The one who comes, who asks for freedom, for bread, help, brotherhood, joy. Who flees from hatred. And who finds himself again with hatred, called barbed wire.

On the sidelines of the Pope’s visit, the Vatican agreed with the government in Nicosia that 50 refugees will be brought from Cyprus to Rome. The first twelve people by Christmas, the rest in January and February. Cyprus is the country in the European Union that currently has the highest number of refugees – measured by population.

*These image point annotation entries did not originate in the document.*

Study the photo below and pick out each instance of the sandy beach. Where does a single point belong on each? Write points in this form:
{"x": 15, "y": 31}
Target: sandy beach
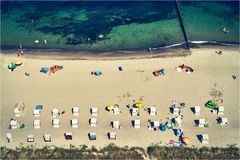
{"x": 75, "y": 86}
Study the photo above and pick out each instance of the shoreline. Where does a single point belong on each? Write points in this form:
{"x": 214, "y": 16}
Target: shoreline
{"x": 174, "y": 51}
{"x": 78, "y": 87}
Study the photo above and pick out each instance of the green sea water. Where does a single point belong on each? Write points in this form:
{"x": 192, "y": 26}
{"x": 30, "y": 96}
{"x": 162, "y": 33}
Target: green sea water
{"x": 105, "y": 26}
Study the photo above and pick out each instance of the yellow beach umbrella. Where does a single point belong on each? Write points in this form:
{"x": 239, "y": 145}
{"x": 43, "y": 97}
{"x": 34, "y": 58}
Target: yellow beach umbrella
{"x": 138, "y": 105}
{"x": 110, "y": 107}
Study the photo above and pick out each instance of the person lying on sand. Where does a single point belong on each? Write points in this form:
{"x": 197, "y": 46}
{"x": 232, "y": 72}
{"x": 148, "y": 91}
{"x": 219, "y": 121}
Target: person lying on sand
{"x": 219, "y": 52}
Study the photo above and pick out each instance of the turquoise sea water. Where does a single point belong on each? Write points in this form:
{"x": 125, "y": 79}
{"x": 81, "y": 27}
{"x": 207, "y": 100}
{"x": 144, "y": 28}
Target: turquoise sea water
{"x": 104, "y": 26}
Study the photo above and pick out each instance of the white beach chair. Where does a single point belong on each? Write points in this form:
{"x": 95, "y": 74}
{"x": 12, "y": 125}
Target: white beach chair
{"x": 55, "y": 113}
{"x": 204, "y": 138}
{"x": 94, "y": 111}
{"x": 74, "y": 123}
{"x": 153, "y": 111}
{"x": 56, "y": 123}
{"x": 75, "y": 111}
{"x": 223, "y": 121}
{"x": 37, "y": 124}
{"x": 30, "y": 138}
{"x": 112, "y": 135}
{"x": 197, "y": 110}
{"x": 116, "y": 110}
{"x": 93, "y": 122}
{"x": 135, "y": 111}
{"x": 36, "y": 113}
{"x": 201, "y": 122}
{"x": 220, "y": 110}
{"x": 136, "y": 123}
{"x": 116, "y": 124}
{"x": 13, "y": 124}
{"x": 47, "y": 137}
{"x": 9, "y": 137}
{"x": 17, "y": 112}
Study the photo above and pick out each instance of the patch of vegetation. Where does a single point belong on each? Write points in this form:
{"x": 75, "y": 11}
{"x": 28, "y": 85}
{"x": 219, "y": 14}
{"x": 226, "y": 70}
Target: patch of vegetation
{"x": 114, "y": 152}
{"x": 160, "y": 152}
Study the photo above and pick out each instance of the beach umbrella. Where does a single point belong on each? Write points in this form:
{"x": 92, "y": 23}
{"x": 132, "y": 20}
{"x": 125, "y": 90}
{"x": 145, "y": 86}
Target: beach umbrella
{"x": 12, "y": 66}
{"x": 138, "y": 105}
{"x": 110, "y": 107}
{"x": 18, "y": 63}
{"x": 97, "y": 73}
{"x": 162, "y": 127}
{"x": 186, "y": 140}
{"x": 156, "y": 73}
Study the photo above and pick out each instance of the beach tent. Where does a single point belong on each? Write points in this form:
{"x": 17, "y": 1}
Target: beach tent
{"x": 162, "y": 127}
{"x": 47, "y": 137}
{"x": 170, "y": 125}
{"x": 93, "y": 122}
{"x": 223, "y": 121}
{"x": 30, "y": 138}
{"x": 74, "y": 123}
{"x": 39, "y": 107}
{"x": 178, "y": 121}
{"x": 155, "y": 124}
{"x": 120, "y": 69}
{"x": 211, "y": 105}
{"x": 196, "y": 110}
{"x": 17, "y": 112}
{"x": 116, "y": 110}
{"x": 116, "y": 124}
{"x": 44, "y": 70}
{"x": 138, "y": 105}
{"x": 176, "y": 110}
{"x": 110, "y": 107}
{"x": 37, "y": 124}
{"x": 9, "y": 137}
{"x": 112, "y": 135}
{"x": 92, "y": 136}
{"x": 12, "y": 66}
{"x": 97, "y": 73}
{"x": 75, "y": 111}
{"x": 94, "y": 111}
{"x": 56, "y": 123}
{"x": 136, "y": 123}
{"x": 186, "y": 140}
{"x": 18, "y": 63}
{"x": 55, "y": 113}
{"x": 201, "y": 122}
{"x": 159, "y": 72}
{"x": 135, "y": 111}
{"x": 186, "y": 68}
{"x": 220, "y": 110}
{"x": 68, "y": 135}
{"x": 55, "y": 68}
{"x": 24, "y": 126}
{"x": 204, "y": 138}
{"x": 156, "y": 73}
{"x": 36, "y": 113}
{"x": 13, "y": 124}
{"x": 153, "y": 111}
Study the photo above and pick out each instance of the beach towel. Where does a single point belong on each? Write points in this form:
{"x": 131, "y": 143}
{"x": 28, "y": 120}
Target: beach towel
{"x": 44, "y": 70}
{"x": 39, "y": 107}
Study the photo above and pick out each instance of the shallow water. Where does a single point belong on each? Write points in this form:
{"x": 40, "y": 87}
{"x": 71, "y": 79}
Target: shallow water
{"x": 105, "y": 26}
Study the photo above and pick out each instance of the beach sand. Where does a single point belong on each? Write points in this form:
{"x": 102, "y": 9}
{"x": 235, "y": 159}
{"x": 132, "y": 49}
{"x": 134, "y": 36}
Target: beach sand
{"x": 75, "y": 86}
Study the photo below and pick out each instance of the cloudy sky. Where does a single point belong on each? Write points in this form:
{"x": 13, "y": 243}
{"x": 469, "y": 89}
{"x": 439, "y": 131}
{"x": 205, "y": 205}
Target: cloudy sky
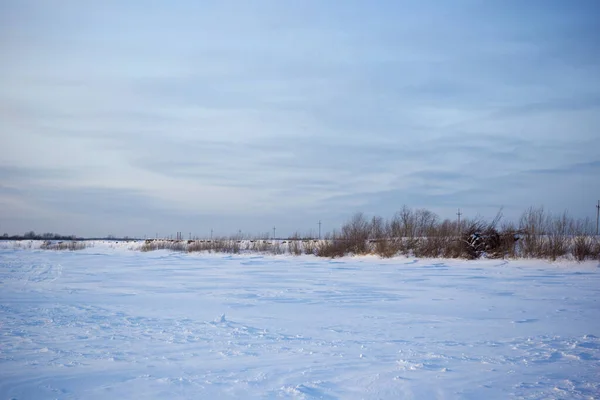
{"x": 142, "y": 117}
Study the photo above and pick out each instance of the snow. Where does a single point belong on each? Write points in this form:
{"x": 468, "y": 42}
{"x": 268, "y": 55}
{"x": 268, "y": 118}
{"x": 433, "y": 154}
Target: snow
{"x": 108, "y": 322}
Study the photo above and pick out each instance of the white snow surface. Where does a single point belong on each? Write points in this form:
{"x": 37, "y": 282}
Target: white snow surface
{"x": 109, "y": 322}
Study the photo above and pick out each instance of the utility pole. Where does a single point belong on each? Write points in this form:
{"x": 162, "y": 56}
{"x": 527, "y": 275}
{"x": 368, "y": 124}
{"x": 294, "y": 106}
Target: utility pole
{"x": 597, "y": 216}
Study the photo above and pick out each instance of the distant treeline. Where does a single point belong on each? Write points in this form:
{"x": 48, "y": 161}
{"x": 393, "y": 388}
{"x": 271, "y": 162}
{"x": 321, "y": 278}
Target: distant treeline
{"x": 31, "y": 235}
{"x": 419, "y": 233}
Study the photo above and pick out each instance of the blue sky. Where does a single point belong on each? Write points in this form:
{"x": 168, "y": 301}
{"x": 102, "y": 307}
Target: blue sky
{"x": 143, "y": 117}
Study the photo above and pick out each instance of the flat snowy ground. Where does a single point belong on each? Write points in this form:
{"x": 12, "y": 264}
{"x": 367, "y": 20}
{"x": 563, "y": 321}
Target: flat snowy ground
{"x": 113, "y": 323}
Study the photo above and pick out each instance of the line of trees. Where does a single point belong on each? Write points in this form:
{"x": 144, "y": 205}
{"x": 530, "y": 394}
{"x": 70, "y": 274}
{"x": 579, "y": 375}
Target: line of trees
{"x": 421, "y": 233}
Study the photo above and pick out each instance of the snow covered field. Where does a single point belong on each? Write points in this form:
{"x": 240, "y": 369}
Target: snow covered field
{"x": 113, "y": 323}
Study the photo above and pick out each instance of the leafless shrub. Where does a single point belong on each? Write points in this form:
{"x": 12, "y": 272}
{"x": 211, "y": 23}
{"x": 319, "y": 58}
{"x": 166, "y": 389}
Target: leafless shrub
{"x": 70, "y": 245}
{"x": 295, "y": 245}
{"x": 532, "y": 225}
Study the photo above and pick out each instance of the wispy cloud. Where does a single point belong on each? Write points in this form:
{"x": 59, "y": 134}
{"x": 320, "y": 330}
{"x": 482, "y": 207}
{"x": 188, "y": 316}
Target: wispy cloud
{"x": 241, "y": 116}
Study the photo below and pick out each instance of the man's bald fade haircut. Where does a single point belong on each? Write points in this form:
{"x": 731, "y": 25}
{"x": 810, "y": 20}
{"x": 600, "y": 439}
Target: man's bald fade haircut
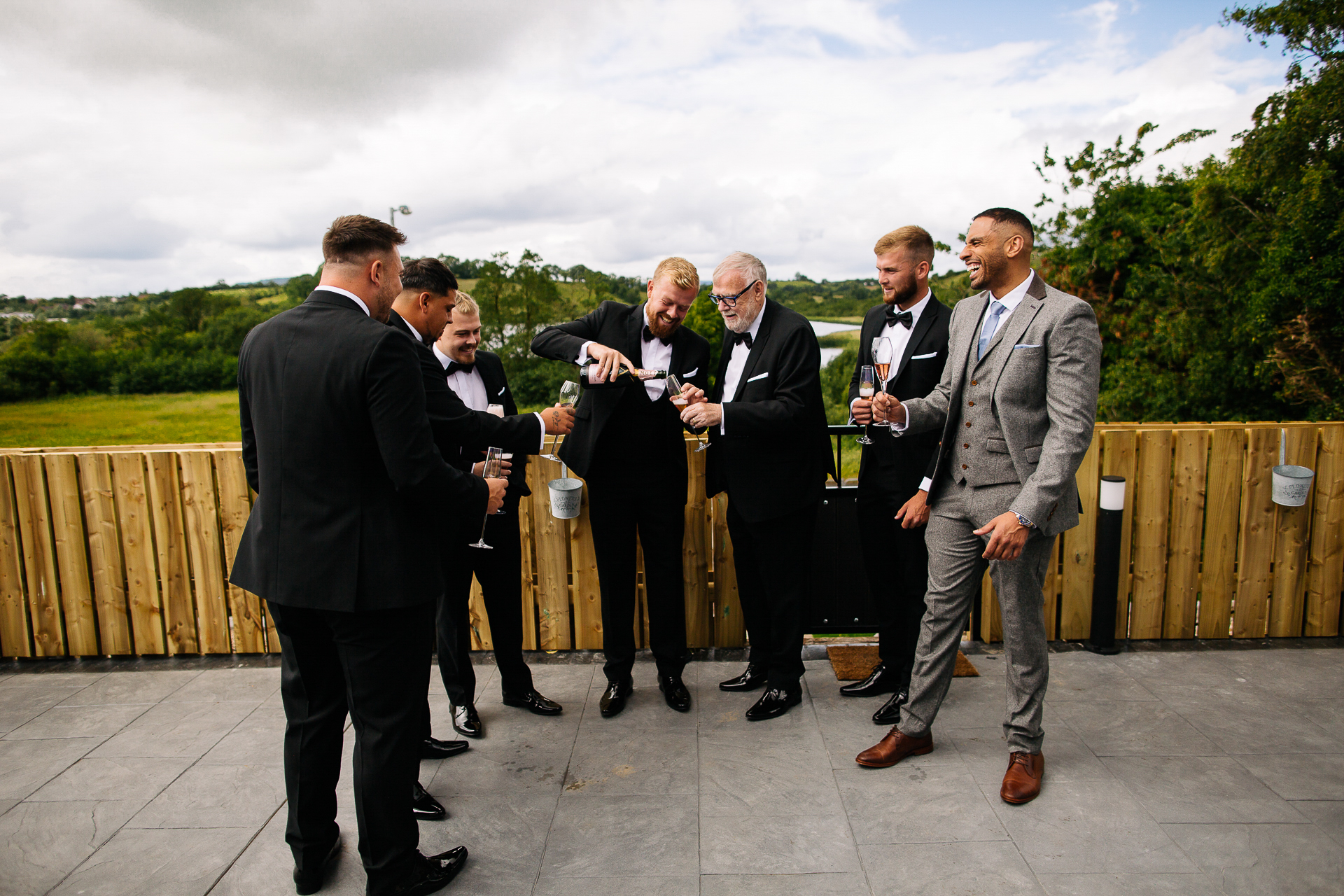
{"x": 1012, "y": 218}
{"x": 353, "y": 238}
{"x": 679, "y": 272}
{"x": 428, "y": 276}
{"x": 911, "y": 239}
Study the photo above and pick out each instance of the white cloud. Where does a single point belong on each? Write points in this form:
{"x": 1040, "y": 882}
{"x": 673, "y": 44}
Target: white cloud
{"x": 155, "y": 144}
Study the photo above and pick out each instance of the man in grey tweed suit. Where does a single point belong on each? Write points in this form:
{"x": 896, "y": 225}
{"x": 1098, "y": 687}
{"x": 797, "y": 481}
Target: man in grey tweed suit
{"x": 1016, "y": 406}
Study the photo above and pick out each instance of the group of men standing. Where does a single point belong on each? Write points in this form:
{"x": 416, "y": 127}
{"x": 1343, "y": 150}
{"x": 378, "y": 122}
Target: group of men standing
{"x": 368, "y": 409}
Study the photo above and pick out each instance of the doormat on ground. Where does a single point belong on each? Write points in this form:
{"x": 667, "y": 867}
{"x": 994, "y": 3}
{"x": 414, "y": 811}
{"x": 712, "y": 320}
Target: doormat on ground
{"x": 854, "y": 662}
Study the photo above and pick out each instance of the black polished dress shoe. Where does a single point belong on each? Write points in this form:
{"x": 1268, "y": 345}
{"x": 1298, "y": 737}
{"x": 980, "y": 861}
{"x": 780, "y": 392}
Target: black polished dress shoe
{"x": 425, "y": 806}
{"x": 675, "y": 694}
{"x": 881, "y": 680}
{"x": 429, "y": 874}
{"x": 613, "y": 699}
{"x": 890, "y": 713}
{"x": 749, "y": 680}
{"x": 435, "y": 748}
{"x": 774, "y": 703}
{"x": 311, "y": 879}
{"x": 534, "y": 701}
{"x": 467, "y": 723}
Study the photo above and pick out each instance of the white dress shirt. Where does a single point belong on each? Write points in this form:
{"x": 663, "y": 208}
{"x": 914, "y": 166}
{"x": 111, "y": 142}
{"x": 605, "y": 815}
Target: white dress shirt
{"x": 349, "y": 295}
{"x": 737, "y": 363}
{"x": 470, "y": 388}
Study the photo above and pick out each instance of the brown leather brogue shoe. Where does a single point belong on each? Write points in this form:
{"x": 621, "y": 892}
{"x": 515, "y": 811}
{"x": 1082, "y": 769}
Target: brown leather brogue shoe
{"x": 892, "y": 748}
{"x": 1022, "y": 780}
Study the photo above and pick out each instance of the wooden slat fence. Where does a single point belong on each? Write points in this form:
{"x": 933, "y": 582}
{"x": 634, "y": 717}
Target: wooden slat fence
{"x": 125, "y": 550}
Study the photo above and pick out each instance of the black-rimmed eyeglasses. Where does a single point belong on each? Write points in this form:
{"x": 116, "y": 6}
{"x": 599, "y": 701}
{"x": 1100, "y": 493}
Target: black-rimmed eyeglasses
{"x": 730, "y": 300}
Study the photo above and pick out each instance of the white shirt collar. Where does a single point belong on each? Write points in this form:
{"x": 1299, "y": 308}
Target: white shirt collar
{"x": 349, "y": 295}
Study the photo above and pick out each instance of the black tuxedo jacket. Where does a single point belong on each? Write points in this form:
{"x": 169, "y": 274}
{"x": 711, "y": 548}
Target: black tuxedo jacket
{"x": 892, "y": 468}
{"x": 774, "y": 453}
{"x": 339, "y": 449}
{"x": 620, "y": 327}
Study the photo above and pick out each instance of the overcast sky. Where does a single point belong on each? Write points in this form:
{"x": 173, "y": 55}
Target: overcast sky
{"x": 156, "y": 144}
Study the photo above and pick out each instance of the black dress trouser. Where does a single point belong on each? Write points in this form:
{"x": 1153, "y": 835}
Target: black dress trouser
{"x": 500, "y": 575}
{"x": 773, "y": 561}
{"x": 897, "y": 562}
{"x": 374, "y": 666}
{"x": 657, "y": 516}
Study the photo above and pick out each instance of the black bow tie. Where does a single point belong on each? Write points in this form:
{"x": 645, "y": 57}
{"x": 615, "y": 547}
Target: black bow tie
{"x": 894, "y": 317}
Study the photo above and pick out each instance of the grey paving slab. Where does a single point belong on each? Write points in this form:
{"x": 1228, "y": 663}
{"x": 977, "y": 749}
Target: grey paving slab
{"x": 217, "y": 797}
{"x": 899, "y": 805}
{"x": 42, "y": 843}
{"x": 78, "y": 722}
{"x": 634, "y": 761}
{"x": 1200, "y": 790}
{"x": 638, "y": 836}
{"x": 1133, "y": 729}
{"x": 1088, "y": 827}
{"x": 1245, "y": 860}
{"x": 255, "y": 741}
{"x": 132, "y": 687}
{"x": 125, "y": 778}
{"x": 986, "y": 754}
{"x": 27, "y": 764}
{"x": 229, "y": 685}
{"x": 176, "y": 729}
{"x": 1128, "y": 886}
{"x": 948, "y": 869}
{"x": 159, "y": 862}
{"x": 777, "y": 846}
{"x": 1300, "y": 777}
{"x": 617, "y": 886}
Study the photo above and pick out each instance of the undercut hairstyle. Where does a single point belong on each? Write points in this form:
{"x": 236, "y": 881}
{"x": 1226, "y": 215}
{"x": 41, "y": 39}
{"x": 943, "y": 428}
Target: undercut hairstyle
{"x": 911, "y": 239}
{"x": 465, "y": 305}
{"x": 680, "y": 272}
{"x": 429, "y": 276}
{"x": 745, "y": 264}
{"x": 1012, "y": 218}
{"x": 354, "y": 238}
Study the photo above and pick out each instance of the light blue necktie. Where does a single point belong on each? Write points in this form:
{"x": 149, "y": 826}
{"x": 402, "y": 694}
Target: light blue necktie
{"x": 987, "y": 332}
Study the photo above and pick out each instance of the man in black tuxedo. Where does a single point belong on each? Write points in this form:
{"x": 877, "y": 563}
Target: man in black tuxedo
{"x": 894, "y": 473}
{"x": 477, "y": 378}
{"x": 339, "y": 450}
{"x": 629, "y": 445}
{"x": 422, "y": 312}
{"x": 771, "y": 451}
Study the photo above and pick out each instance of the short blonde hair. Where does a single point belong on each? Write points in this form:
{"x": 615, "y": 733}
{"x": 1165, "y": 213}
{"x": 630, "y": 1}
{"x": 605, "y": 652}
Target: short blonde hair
{"x": 911, "y": 238}
{"x": 680, "y": 272}
{"x": 465, "y": 304}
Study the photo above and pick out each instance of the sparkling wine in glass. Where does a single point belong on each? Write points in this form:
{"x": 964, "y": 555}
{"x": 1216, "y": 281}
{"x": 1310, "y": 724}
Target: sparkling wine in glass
{"x": 491, "y": 472}
{"x": 866, "y": 379}
{"x": 569, "y": 397}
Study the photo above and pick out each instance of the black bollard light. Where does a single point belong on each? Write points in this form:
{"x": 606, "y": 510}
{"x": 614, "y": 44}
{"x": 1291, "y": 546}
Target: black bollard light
{"x": 1107, "y": 571}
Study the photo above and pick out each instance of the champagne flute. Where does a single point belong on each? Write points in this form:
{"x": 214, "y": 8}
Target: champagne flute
{"x": 569, "y": 397}
{"x": 866, "y": 375}
{"x": 882, "y": 352}
{"x": 491, "y": 472}
{"x": 678, "y": 399}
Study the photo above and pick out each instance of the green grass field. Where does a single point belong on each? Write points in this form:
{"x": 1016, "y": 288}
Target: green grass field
{"x": 121, "y": 419}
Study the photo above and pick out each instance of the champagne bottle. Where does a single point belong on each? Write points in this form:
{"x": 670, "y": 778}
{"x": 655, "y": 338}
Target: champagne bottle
{"x": 624, "y": 377}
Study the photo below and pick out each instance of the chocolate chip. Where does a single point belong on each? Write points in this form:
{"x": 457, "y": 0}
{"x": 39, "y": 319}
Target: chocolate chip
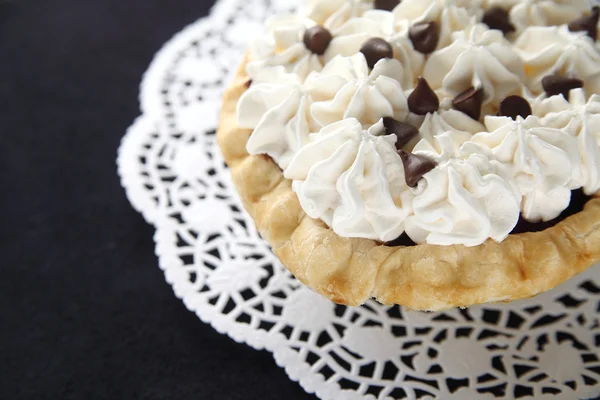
{"x": 376, "y": 49}
{"x": 556, "y": 84}
{"x": 423, "y": 99}
{"x": 498, "y": 18}
{"x": 469, "y": 102}
{"x": 587, "y": 23}
{"x": 386, "y": 5}
{"x": 317, "y": 39}
{"x": 404, "y": 132}
{"x": 424, "y": 36}
{"x": 415, "y": 166}
{"x": 515, "y": 106}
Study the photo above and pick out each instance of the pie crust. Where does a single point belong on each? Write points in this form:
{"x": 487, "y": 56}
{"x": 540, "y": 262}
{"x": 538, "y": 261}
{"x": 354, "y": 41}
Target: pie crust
{"x": 424, "y": 277}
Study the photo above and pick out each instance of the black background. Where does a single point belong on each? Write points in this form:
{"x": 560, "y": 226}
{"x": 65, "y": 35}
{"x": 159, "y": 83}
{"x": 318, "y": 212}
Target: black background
{"x": 85, "y": 312}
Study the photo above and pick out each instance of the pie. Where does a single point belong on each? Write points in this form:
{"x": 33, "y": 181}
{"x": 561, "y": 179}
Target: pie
{"x": 427, "y": 153}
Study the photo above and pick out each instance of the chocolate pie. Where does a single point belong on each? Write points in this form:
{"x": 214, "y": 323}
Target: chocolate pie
{"x": 428, "y": 153}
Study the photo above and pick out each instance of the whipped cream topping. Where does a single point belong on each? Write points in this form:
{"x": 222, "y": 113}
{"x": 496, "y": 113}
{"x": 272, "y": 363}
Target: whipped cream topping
{"x": 457, "y": 203}
{"x": 334, "y": 13}
{"x": 282, "y": 51}
{"x": 450, "y": 15}
{"x": 358, "y": 92}
{"x": 319, "y": 116}
{"x": 526, "y": 13}
{"x": 556, "y": 50}
{"x": 353, "y": 180}
{"x": 543, "y": 163}
{"x": 479, "y": 58}
{"x": 580, "y": 118}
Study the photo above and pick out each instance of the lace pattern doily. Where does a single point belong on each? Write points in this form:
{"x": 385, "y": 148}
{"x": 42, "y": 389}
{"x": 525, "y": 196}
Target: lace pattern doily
{"x": 173, "y": 173}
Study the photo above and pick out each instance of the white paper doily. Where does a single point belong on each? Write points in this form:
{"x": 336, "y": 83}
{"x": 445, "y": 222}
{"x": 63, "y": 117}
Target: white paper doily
{"x": 173, "y": 173}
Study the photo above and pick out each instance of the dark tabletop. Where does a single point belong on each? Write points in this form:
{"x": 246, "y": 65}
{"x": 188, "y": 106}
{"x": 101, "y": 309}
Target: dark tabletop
{"x": 85, "y": 312}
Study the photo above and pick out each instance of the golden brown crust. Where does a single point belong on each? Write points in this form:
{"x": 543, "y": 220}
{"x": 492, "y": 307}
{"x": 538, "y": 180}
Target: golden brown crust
{"x": 423, "y": 277}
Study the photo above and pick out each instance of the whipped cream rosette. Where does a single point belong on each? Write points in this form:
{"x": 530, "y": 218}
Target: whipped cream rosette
{"x": 334, "y": 13}
{"x": 478, "y": 58}
{"x": 442, "y": 134}
{"x": 382, "y": 24}
{"x": 581, "y": 118}
{"x": 456, "y": 203}
{"x": 448, "y": 15}
{"x": 453, "y": 123}
{"x": 555, "y": 50}
{"x": 543, "y": 163}
{"x": 353, "y": 180}
{"x": 280, "y": 118}
{"x": 526, "y": 13}
{"x": 282, "y": 51}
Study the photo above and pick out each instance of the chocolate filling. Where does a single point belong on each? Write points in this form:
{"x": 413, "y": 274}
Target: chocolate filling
{"x": 578, "y": 201}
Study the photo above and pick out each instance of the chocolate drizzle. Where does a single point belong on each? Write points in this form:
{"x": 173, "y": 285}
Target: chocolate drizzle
{"x": 469, "y": 102}
{"x": 556, "y": 84}
{"x": 578, "y": 202}
{"x": 376, "y": 49}
{"x": 425, "y": 36}
{"x": 317, "y": 39}
{"x": 587, "y": 23}
{"x": 515, "y": 106}
{"x": 403, "y": 131}
{"x": 423, "y": 99}
{"x": 415, "y": 166}
{"x": 402, "y": 240}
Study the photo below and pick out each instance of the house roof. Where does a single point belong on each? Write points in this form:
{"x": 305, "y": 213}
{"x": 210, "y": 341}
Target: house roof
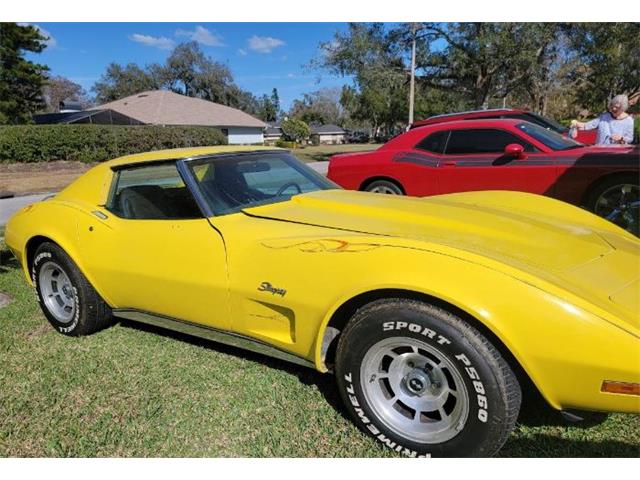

Migration will also be an issue tomorrow in Greece

Benedictine monk Nicodemus Schnabel, who as patriarchal vicar in Jerusalem is also responsible for migrants in Cyprus, defends himself against voices accusing Francis that the action to bring refugees to Rome is only symbolic. Schnabel recalls that Francis brought refugees from Lesbos to Italy in 2016, whom he met again before his current trip:

That already shows that he is not interested in showmanship, in the sense of: Yes, that makes a Bella Figura now. But it is a very deep concern of his heart.

Migration will also be the focus of the second part of his trip. Francis is flying from Cyprus to Greece tomorrow and will travel to Lesbos there again. To try again in the reception center in Mytilene to shake things up and point out the fate of refugees – with and possibly again without a manuscript.

Pope in Cyprus – urgent appeal for change in refugee policy

Jörg Seisselberg, ARD Rome, December 3, 2021 6:42 p.m.